Moore examines how Australian South Sea Islander (ASSI) narrative identities have developed. In his classic study On Collective Memory, Maurice Halbwachs distinguishes between ‘history’ and ‘collective memory’, the latter being the active past which through our narratives form our identities (Halbwachs, 1992). According to Moore, ASSInarratives have these ‘collective memory’ qualities. Moore examines the development of ASSI master narratives and the juxtaposition of the identities constructed within these master narratives. ASSI by-and-large interpret their history through a narrative of kidnapping and slavery which is at odds with Pacific historians, who for the last fifty years have stressed Islander agency and voluntary participation in labour migration, albeit with an early phase of illegal and often violent recruitment. Moore examines Islander origins, the difference of opinion with academic historians, differences in the choice of words and identity positionsfor Australian and Pacific peoples, and contemporary political agendas. In a similar vein, historian Brij Lal addresses the ways in which indenture is remembered and reproduced in Fiji and in the Indo-Fijian diaspora. An experience once shunned by scholars and the public alike, is now being embraced as a foundational part of Indo-Fijian history and seen as the triumph of the human spirit over the most difficult conditions of adversity.

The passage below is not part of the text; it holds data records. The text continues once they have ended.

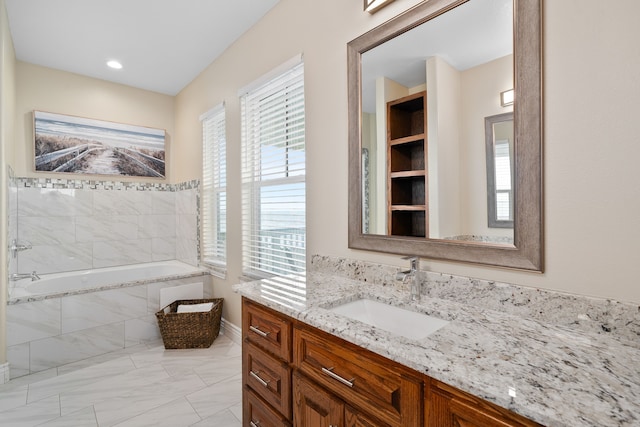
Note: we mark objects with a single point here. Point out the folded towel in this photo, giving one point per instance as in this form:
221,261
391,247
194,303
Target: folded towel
195,308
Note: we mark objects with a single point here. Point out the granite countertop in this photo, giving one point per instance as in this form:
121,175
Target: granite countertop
552,374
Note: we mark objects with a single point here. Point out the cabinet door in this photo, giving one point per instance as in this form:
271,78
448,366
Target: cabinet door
464,415
377,387
266,328
314,407
450,407
268,377
257,412
354,418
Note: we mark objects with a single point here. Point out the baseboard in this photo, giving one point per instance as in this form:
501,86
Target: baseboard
4,373
231,331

In addition to the contestations between macro-cultural narratives, we also have personal narratives positioned alongside the ‘grand’ cultural narratives (CITATION). In studies which analyse the juxtaposition of these narratives, the focus is on the acts of narrative dominance and resistance, as demonstrated in Murray Garde’s study on dun narratives in the Sa language of southern Pentecost Island in Vanuatu. Dun narratives consist of a series of distinct episodes in ordinary speech, which are typically spaced by an associated song in a mix of ordinary and archaic song language. These songs are usually (but not always) repeated throughout the performance of the narrative, appearing at the end of each episode and are sung jointly by both the dun narrator and their audience. Garde addresses various forms of contestation concerning knowledge of dun. One source of contestation involves changes to the place of narrative in Sa society effected by notions of individualistic modes of agency. Notions of authenticity in the telling of dun engender debates about the status of competing versions and the links between dun and place. Whilst certain regional variation in the telling of dun is considered normal, there has been over the past decade a developing perception articulated by various ‘big men’ of the South Pentecost region that dun are important evidence in disputes over land and the commoditization of certain cultural practices. Using a current example, Garde examines the annual gol land diving ritual. Although considered the intellectual property of all Sa speaking communities in South Pentecost, the land diving ritual and its associated dun narrative is also considered a national icon associated with Vanuatu and a significant economic commodity that attracts film crews and tourists who pay significant sums of money to witness and record the spectacle of young men jumping off 20-30 metre towers with vines tied around their ankles to arrest their fall. As a result disputes have developed over who is entitled to benefit from the commoditization of clan diving. Dun narratives in such contexts are increasingly being appealed to as sources of authority, capable of indexing what is considered ‘authentic’ knowledge about history, place and cultural practice and reflecting their significance as foundations for identity.